TASIKMALAYA, NewsTasikmalaya.com – Komplotan pencuri dengan modus ganjal ATM dibekuk Satuan Reserse Kriminal (Satreskrim) Polres Tasikmalaya Kota. Para tersangka ini masing-masing bernama Hendrik Er Fawanto (38) warga Kampung Cilangkap, Kelurahan Cilangkap, Kecamatan Tapos, Kota Depok, Afif Khoir (32) warga Desa Belambangan, Kecamatan Belambangan, Kabupaten Ogan Komering Ulu Selatan, Sumatera Selatan, Mahdi Alhamim (42) warga Kampung Ciguha, Kelurahan Surade, Kecamatan Surade, Kabupaten Tasikmalaya, dan Gusnayadi (50) warga Kampung Sarimulya, Desa Pakansari, Kecamatan Cibinong, Kabupaten Bogor.
Kapolres Tasikmalaya Kota AKBP Moh Faruk Rozi mengatakan, para tersangka merupakan residivis kasus yang sama. Mereka merupakan komplotan pelaku tindak pidana ganjal ATM lintas provinsi. "Para tersangka ini residivis. Pernah melakukan di Bali. mereka ini komplotan lintas provinsi," kata AKBP Moh Faruk Rozi, dalam konferensi pers di Mapolres Tasikmalaya Kota, Jumat (26/12/2025).
Menurut AKBP Moh Faruk, para tersangka memiliki peran masing-masing. Tersangka Afif mengganjal lobang kartu ATM dengan menggunakan alat-alat yang telah dipersiapkan. Kemudian tersangka Gusnayadi duduk di sekitar lokasi kejadian untuk berkomunikasi bahwa ada korban yang masuk ke dalam tempat mesin ATM.

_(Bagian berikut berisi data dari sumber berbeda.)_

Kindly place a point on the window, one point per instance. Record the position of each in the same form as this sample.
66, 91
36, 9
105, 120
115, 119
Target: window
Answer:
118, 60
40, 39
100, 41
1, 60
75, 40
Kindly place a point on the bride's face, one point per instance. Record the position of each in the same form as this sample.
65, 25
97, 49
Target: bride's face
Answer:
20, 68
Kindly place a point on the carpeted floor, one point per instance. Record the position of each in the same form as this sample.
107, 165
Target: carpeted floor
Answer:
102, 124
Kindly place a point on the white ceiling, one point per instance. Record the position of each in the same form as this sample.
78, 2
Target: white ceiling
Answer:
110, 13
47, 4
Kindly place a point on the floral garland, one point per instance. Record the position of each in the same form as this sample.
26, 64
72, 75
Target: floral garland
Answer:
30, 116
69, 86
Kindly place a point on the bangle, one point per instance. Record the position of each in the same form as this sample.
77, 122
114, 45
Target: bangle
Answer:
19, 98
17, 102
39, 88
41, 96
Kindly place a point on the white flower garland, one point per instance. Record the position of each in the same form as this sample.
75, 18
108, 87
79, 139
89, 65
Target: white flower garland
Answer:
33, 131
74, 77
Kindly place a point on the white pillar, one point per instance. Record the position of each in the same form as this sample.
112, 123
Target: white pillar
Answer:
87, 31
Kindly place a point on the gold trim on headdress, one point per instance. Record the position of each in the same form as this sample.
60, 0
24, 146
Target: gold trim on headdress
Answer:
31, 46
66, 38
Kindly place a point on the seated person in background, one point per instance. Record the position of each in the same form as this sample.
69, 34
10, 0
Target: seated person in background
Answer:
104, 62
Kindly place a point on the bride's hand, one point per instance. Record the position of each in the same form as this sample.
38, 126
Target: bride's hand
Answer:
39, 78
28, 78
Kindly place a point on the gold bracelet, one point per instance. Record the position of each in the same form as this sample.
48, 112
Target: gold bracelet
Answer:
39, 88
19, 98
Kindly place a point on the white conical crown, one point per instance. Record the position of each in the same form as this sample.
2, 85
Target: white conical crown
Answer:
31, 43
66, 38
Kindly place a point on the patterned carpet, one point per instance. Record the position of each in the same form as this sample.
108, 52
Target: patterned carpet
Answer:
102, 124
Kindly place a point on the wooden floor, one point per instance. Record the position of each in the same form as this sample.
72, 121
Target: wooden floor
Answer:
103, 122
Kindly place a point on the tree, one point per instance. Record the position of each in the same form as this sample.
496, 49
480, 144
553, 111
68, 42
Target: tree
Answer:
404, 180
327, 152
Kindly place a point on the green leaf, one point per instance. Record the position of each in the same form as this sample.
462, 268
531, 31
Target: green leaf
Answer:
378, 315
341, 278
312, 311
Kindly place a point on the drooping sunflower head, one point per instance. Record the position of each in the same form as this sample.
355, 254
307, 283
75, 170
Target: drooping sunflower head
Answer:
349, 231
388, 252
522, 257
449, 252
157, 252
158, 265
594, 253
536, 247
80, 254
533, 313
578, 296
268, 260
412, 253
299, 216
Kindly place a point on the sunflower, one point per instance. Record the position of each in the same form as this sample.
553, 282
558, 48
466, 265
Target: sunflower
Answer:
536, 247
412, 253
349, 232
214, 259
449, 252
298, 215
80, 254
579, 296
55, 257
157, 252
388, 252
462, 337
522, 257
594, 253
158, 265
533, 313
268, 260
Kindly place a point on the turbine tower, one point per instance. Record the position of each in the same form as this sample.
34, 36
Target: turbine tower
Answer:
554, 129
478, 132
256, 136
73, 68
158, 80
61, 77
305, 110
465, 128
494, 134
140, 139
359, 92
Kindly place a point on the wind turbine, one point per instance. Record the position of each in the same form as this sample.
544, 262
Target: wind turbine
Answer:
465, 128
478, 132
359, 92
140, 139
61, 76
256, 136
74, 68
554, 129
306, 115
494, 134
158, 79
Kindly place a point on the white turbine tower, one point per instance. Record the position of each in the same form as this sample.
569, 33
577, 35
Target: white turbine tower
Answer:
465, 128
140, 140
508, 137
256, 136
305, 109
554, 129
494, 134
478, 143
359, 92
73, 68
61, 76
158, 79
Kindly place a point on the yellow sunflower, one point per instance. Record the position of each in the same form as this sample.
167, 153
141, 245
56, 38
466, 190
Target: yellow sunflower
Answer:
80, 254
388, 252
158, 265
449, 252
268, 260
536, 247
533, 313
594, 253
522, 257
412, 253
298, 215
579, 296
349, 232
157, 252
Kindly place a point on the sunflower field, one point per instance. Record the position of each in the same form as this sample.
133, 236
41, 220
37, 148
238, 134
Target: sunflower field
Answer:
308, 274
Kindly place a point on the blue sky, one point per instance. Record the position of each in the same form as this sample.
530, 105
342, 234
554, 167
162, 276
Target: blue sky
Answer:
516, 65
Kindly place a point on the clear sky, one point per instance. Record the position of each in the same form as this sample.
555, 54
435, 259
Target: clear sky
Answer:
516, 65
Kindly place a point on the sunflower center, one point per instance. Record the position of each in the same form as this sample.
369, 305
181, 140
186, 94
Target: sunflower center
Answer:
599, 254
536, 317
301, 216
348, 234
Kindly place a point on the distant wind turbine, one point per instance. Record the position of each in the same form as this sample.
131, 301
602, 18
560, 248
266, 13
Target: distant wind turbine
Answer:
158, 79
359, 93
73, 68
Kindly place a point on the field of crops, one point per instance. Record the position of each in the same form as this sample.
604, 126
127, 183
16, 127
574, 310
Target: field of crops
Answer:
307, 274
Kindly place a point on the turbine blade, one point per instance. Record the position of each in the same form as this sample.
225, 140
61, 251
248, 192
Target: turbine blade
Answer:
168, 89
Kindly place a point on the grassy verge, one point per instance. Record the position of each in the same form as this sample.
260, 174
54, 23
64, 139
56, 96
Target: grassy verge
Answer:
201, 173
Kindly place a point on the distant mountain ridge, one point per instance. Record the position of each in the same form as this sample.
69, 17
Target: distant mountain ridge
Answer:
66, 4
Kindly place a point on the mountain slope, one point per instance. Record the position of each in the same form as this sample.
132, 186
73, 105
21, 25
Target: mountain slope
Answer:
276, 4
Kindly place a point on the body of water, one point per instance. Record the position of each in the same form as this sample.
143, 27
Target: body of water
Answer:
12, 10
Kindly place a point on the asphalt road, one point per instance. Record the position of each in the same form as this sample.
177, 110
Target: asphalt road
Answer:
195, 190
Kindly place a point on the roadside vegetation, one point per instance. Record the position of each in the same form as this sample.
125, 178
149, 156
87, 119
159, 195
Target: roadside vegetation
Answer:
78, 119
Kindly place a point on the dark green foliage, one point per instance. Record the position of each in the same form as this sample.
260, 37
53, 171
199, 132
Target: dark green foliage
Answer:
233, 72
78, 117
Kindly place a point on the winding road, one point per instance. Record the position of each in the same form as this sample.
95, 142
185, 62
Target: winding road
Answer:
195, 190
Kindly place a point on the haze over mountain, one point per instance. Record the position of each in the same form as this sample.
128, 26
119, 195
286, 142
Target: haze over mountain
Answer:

Selanjutnya, tersangkat Hendrik melakukan aksinya dengan berpura-pura mengantre terlebih dahulu di luar mesin ATM. pada saat korban merasa kartu ATM-nya tertelan, tersangka Hendrik kemudian masuk dan menawarkan diri untuk membantu korban. Tersangka kemudian mengarahkan korban untuk menekan tombol pilihan transaksi tanpa kartu yang ada di dalam mesin ATM.
Ketika korban menekan pilihan transaksi tanpa kartu, korban diarahkan kembali oleh tersangka untuk menekan PIN dari kartu ATM korban.Pada saat itulah tersangka Hendrik melihat dan menghapalkan PIN dari kartu ATM milik korban.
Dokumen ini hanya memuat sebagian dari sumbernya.